I should say firstly that I chose this dinner from the menu which I was asked to fill in immediately after lunch on the first day – my meals for the entire day today. I admit that my luncheon experience had made me somewhat wary and I tried to evade certain items.
I should also say that short-term memory loss means that every meal is a mystery, because I have no idea what I ordered when it comes.
After I opened each dish on the tray, the mystery remained.
The soup, when stirred, was double-layered, like some cocktails you order at the bar, but not green and orange, and without the zing. It was the colour of various sorts of mud.
Tasting it did not make it any clearer. Not that I'm saying it was inedible, but I'm glad I wasn't a Muslim or Jew, because I found out later, from the list of what I ordered, that it was pea and ham.
I ventured on to main course. On opening the lid, I was puzzled.
By the look of them, the beans had been boiled for a good two hours and were as limp as little green very dead worms. They hung so wretchedly from the fork that I wanted to give them a decent burial. The corn, which turned out to be the best part, was straight from tin, but given a half hour in the microwave for good measure. The broccoli had probably given up the ghost even before boiling.
Beside these were two substances. I did recognise immediately an oozing poultice of mashed pertayta (potato) of strange hue, which failed miserably to bear its own weight. Something purporting to be fish with baked potato on top occupied an adjacent spot on the plate, but I'm sure it had never made acquaintance with an oven, and could easily have been confused with the sorrowful potato plaster beside it, except for a rich layer, underneath the faux-baked potato icing, of some misbegotten creature that must have lurked in the ocean depths and challenged any Darwinian theory by surviving.

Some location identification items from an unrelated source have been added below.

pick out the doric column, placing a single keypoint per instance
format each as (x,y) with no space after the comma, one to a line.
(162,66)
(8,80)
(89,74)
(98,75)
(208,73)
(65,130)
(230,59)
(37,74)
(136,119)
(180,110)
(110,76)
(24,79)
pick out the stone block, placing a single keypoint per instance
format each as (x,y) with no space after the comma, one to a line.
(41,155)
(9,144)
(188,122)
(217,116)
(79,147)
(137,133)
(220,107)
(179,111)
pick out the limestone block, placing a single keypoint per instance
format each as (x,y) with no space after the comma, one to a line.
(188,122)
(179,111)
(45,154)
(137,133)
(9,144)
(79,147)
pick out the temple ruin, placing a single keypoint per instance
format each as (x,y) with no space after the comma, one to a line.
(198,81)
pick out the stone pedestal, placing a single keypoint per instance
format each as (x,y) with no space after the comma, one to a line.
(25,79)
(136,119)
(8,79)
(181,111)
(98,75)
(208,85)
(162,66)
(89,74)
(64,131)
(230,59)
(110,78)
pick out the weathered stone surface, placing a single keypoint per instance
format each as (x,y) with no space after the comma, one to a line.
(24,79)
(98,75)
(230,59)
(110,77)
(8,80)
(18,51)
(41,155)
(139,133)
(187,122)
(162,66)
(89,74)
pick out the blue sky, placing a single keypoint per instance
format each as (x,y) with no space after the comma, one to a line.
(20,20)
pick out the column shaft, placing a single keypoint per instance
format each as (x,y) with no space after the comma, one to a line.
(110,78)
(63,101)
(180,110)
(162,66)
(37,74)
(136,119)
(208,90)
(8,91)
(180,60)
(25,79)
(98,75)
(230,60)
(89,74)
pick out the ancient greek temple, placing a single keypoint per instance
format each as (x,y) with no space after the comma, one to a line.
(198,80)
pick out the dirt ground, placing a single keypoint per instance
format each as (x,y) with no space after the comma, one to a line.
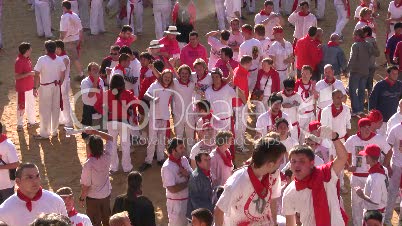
(60,159)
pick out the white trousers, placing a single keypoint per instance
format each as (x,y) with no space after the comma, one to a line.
(43,19)
(136,15)
(122,130)
(49,110)
(162,14)
(157,136)
(66,115)
(342,18)
(96,21)
(357,202)
(393,191)
(29,109)
(177,212)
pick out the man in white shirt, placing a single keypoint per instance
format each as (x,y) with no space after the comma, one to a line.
(49,74)
(71,35)
(175,173)
(251,193)
(8,162)
(30,200)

That is, until it made it to my plate. It may, on reflection, have put up a good fight. Admittedly it was solid and tasted awfully strongly of fish.
The other possibility is that it originated in a can of sardines.
But the tapioca pudding wasn't bad, if you didn't look at it too hard. It reminded me somehow of my childhood, except there was no lime jelly. Pity.
There will be a part two. I'm sure this is fascinating to my masterchef friends and will give them a reassuring feeling of superiority. Either that, or I've given them some hot tips on unique dishes to have a go at.